Loss is destabilising in itself, but children thrive on structure. Sticking to a normal schedule—even if it feels forced—reassures them that the world is still safe and predictable. Familiar routines, such as bath time and bedtime stories, can be reassuring, reminding them that while one thing has changed, other parts of their lives remain constant.
It’s important, for example, not to give up praying before meals and before bed. These shared practices become an emotional anchor, and consistent practice is like a gentle hug in the midst of grief.
Create the positive memory reflex
In order to maintain a positive connection with the past in the absence of the loved one, it is helpful to use expressions of fondness, affection, and gratitude for what was experienced: “Let’s remember how Grandpa taught you to fish!”
Memories help children keep a loved one close to their hearts without expecting that person to walk through the door tomorrow. Sharing everyday stories—such as the way Grandpa used to whistle while making breakfast—allows children to maintain a special connection with the person who has died. Looking at photos together or revisiting a favourite park can keep those memories vivid and pleasant.

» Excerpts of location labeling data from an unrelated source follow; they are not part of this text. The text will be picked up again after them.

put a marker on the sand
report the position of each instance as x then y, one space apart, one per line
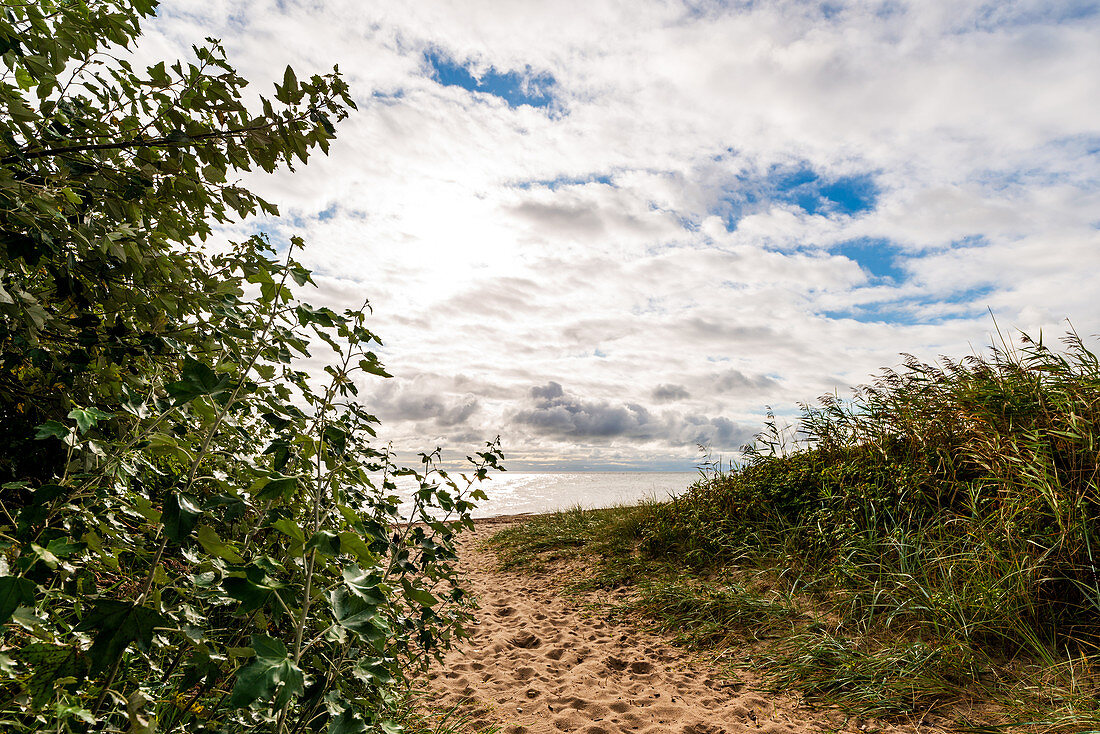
543 663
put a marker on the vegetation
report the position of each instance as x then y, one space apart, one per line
196 533
930 541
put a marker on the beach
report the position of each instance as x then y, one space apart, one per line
542 663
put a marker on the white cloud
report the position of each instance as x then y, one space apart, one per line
634 242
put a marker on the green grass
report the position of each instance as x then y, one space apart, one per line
928 543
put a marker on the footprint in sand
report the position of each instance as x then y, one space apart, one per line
546 666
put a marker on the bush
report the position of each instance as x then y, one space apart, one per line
965 493
196 533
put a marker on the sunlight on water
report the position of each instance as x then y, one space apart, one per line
515 493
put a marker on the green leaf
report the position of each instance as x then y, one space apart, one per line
363 584
197 380
252 595
180 513
289 528
14 593
117 624
213 545
274 486
272 672
354 614
88 417
50 664
326 543
418 595
53 429
348 721
352 543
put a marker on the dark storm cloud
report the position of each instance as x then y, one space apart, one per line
416 402
556 413
670 393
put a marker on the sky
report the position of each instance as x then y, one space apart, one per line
615 231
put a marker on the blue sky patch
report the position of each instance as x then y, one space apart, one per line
876 255
800 186
516 88
911 311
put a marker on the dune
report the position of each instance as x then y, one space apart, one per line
543 663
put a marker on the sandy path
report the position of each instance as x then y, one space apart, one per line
540 663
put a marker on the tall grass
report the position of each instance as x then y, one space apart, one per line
926 545
959 497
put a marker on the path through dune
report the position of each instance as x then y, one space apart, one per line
542 663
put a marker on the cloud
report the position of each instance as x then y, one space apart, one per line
670 393
681 211
553 412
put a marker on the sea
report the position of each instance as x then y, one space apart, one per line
515 493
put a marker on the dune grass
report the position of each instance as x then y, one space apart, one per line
931 541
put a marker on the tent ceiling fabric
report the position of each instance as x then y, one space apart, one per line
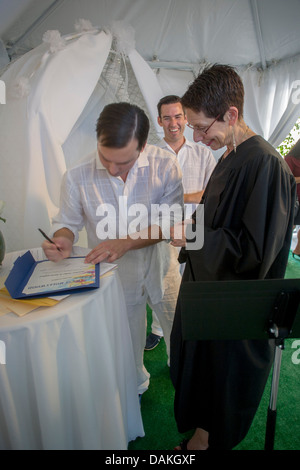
136 50
237 32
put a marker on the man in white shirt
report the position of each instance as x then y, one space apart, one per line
197 163
116 194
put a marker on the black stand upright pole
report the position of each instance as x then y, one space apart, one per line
270 309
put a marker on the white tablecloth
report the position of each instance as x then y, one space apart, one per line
69 381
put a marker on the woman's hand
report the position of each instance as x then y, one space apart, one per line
177 234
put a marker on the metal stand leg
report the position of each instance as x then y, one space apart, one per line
271 419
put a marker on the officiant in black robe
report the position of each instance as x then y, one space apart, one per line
248 221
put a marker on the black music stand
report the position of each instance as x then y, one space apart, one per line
255 309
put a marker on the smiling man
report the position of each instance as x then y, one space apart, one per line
129 176
197 163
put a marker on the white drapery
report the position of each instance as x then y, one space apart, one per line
51 126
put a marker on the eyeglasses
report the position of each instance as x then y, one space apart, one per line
203 130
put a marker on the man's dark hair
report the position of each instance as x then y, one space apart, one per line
119 123
215 89
169 99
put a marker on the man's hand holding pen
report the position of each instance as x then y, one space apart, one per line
58 249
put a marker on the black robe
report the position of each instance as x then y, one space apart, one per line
248 222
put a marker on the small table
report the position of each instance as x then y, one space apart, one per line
69 382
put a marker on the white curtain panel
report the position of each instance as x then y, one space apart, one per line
55 87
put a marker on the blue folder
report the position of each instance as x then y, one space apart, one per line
22 271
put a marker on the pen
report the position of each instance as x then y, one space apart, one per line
49 239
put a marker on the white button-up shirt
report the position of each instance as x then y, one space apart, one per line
108 207
196 162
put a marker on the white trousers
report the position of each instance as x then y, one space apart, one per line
137 316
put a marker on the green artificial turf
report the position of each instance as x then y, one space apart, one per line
157 403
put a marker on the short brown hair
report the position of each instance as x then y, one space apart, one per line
119 123
169 99
215 89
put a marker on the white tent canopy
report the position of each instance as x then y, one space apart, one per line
63 60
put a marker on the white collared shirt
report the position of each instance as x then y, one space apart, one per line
88 189
196 162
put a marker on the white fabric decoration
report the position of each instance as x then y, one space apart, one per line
20 88
54 39
125 37
83 25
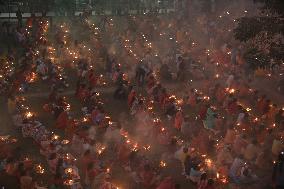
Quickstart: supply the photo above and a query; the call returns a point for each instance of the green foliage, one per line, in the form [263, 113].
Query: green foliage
[264, 34]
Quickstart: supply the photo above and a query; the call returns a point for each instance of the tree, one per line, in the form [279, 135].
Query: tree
[263, 34]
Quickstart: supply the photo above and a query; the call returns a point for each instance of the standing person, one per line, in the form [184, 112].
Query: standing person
[180, 69]
[19, 15]
[278, 172]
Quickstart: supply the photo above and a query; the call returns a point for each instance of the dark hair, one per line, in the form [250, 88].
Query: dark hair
[177, 186]
[203, 176]
[185, 150]
[210, 182]
[281, 161]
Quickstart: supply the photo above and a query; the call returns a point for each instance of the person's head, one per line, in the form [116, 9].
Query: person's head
[210, 182]
[185, 150]
[177, 186]
[147, 167]
[281, 157]
[52, 156]
[90, 166]
[203, 176]
[87, 153]
[254, 141]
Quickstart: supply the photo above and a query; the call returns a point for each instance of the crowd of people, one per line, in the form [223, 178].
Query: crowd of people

It’s important to teach children that remembering is not about dwelling on the loss, but about celebrating what the person who is no longer with us has brought to our lives that is good and precious. This perspective allows children to feel both the sadness of missing someone and the comfort of cherished moments.
The light that remains
In the midst of questions and tears, we can be a comfort to our children by telling them the truth and speaking with hope. We can comfort them by allowing them to experience their pain, while showing them that love does not die and that memories are bridges between what we are experiencing now and what we once experienced.
And above all, we can comfort them by teaching them that God does not leave us alone in our suffering—that although the death of a loved one hurts us, tears are not the sign of an irreparable loss, but of a love that does not die. A love which, by the grace of Christ, will one day have an answer again.